И вот – слезы. Ручьем, горячим потоком, как в юности. Ну что ты. Не надо. Перестань, милая. Тебе ли не знать: бесполезно. Глупо. В сортире. Невидимые миру слезы в сортире. Не смешно. Жалеть себя – нашла время. И место. Никто не увидит. А увидит – так не поможет. Знаешь ведь, знаешь. Только глаза опухнут – сильней, чем от краски. И главное – побереги сердце.
Ну, дождалась. Опять бьется. Сильно и быстро. А ноет тихо. Спускайся, сядь. Ничего, что прямо на унитаз, на полиэтилен, заляпанный свежей краской. Какая разница. Какая теперь разница?
Господи Боже. Неужто конец? Сейчас, в сортире, среди всего этого? И не увижусь ни с кем?
А с кем? С сыном? С мужем? С так называемыми друзьями? С теми, кто загнал тебя сюда? «Ведь каждый, кто любимым был, любимых убивал…» Милый, наивный Оскар. Бедняга. Знал ведь, что каждый скажет, найдя меня здесь.
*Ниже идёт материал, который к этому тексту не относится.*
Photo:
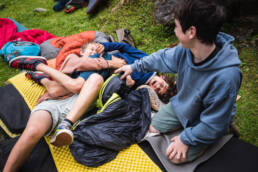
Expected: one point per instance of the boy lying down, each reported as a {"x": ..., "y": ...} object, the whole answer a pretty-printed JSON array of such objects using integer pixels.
[{"x": 68, "y": 97}]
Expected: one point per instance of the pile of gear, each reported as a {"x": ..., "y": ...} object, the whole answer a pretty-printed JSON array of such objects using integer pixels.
[{"x": 70, "y": 6}]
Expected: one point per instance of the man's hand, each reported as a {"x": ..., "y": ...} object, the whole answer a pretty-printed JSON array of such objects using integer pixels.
[
  {"x": 127, "y": 69},
  {"x": 43, "y": 97},
  {"x": 116, "y": 63},
  {"x": 100, "y": 49},
  {"x": 129, "y": 81},
  {"x": 177, "y": 150}
]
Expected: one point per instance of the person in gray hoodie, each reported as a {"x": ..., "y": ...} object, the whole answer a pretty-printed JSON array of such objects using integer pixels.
[{"x": 208, "y": 79}]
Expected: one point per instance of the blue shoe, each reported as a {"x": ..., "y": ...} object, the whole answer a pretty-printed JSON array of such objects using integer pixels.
[
  {"x": 63, "y": 135},
  {"x": 36, "y": 76},
  {"x": 61, "y": 4}
]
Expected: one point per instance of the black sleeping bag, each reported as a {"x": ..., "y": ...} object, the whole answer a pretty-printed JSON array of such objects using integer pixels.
[{"x": 98, "y": 138}]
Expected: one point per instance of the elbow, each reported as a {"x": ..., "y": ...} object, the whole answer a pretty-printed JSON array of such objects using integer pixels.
[{"x": 75, "y": 87}]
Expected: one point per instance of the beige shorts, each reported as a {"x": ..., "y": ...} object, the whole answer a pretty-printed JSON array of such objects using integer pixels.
[{"x": 58, "y": 109}]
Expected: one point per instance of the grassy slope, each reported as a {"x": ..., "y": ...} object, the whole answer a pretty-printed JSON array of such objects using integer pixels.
[{"x": 138, "y": 17}]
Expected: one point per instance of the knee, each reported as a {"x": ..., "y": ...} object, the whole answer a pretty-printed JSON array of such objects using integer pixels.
[
  {"x": 32, "y": 133},
  {"x": 97, "y": 79}
]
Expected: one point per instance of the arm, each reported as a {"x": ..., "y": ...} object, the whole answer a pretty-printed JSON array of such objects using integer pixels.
[
  {"x": 217, "y": 115},
  {"x": 73, "y": 63},
  {"x": 122, "y": 47},
  {"x": 72, "y": 85},
  {"x": 165, "y": 60}
]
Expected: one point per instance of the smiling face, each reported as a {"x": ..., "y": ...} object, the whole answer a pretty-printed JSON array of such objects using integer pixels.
[
  {"x": 89, "y": 50},
  {"x": 159, "y": 85}
]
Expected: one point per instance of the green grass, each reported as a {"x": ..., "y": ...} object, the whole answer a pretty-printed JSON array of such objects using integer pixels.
[{"x": 150, "y": 37}]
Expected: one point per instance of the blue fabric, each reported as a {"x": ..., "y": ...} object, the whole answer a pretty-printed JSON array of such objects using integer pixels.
[
  {"x": 129, "y": 54},
  {"x": 19, "y": 26},
  {"x": 206, "y": 94},
  {"x": 86, "y": 74}
]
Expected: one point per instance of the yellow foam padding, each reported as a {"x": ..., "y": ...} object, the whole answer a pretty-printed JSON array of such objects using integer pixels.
[{"x": 130, "y": 159}]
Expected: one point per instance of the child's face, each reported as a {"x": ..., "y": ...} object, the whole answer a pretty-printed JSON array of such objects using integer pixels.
[
  {"x": 89, "y": 51},
  {"x": 159, "y": 85},
  {"x": 181, "y": 36}
]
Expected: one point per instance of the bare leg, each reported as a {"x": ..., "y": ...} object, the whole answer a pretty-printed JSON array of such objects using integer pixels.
[
  {"x": 87, "y": 96},
  {"x": 53, "y": 88},
  {"x": 89, "y": 92},
  {"x": 39, "y": 123}
]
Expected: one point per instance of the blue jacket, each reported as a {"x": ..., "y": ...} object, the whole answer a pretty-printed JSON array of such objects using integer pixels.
[
  {"x": 206, "y": 94},
  {"x": 129, "y": 54}
]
А каждый скажет: сама виновата. Нечего было затевать этот дурацкий ремонт, кому он нужен. Съездила бы лучше в Грецию отдохнуть на пару недель. Как, со мной? Нет, я не могу. Сейчас никак. Ну, никак. Давай на следующий год! На следующий смогу, обязательно. Ну конечно. Или в Рим. Лучше в Рим. Через год съездим вместе в Рим. А пока одна поезжай, лучше в Грецию. Ты о ней всю жизнь читала. Вот и увидишь – своими глазами. А я – нет. Я не могу. Занят, именно сейчас занят.
Да, так скажет каждый из них – и сын, и муж, и любая подруга. А друзей у меня нет.
Жаль. Не того жаль, что умру в сортире. Что никого не увижу. Нет, не этого. А жаль, что никто не узнает, что такое была моя жизнь. И что такое была я. И вообще – как все это было.
А кому это надо? Кому интересно? Да, пожалуй, никому. Если уж живая – никому, то post mortem…
Нет, ты не права. Сама виновата – да, согласна. Только в другом. Зачем все скрыла? Зачем всю жизнь себя от всех скрывала?
Выживу – напишу. Все напишу, подробно. А умру?
Так, признавайся. Сама себе признавайся. Настало время. Ты только что говорила – времени нет. Есть. Вот оно. Пришло время.
Мертвая? Живая? Не важно. Ты не сможешь ничего рассказать даже живая. Ни слова. Ты раба, а потому бессловесна.
Потому что сама себя задавила. Застегнула цепочку с амулетом из красного сердолика – камня со странной надписью… Хранил он меня? Погубил ли? Заперла, словно надела рабский ошейник, своей рукой повернула ключ – или запаяла, не знаю, как у них там делали. Вот этой рукой, на которой алеет сейчас борозда от ведерка с краской.
Рабы молчаливы. Говорят свободные.
Ну что ж. Так и будет Ты, рабыня слова, одно сделать смогла и успела – сына своего вырастила свободным. И передала его, свободного, своему властелину. Божественному Логосу, летучему духу, что витает где хочет.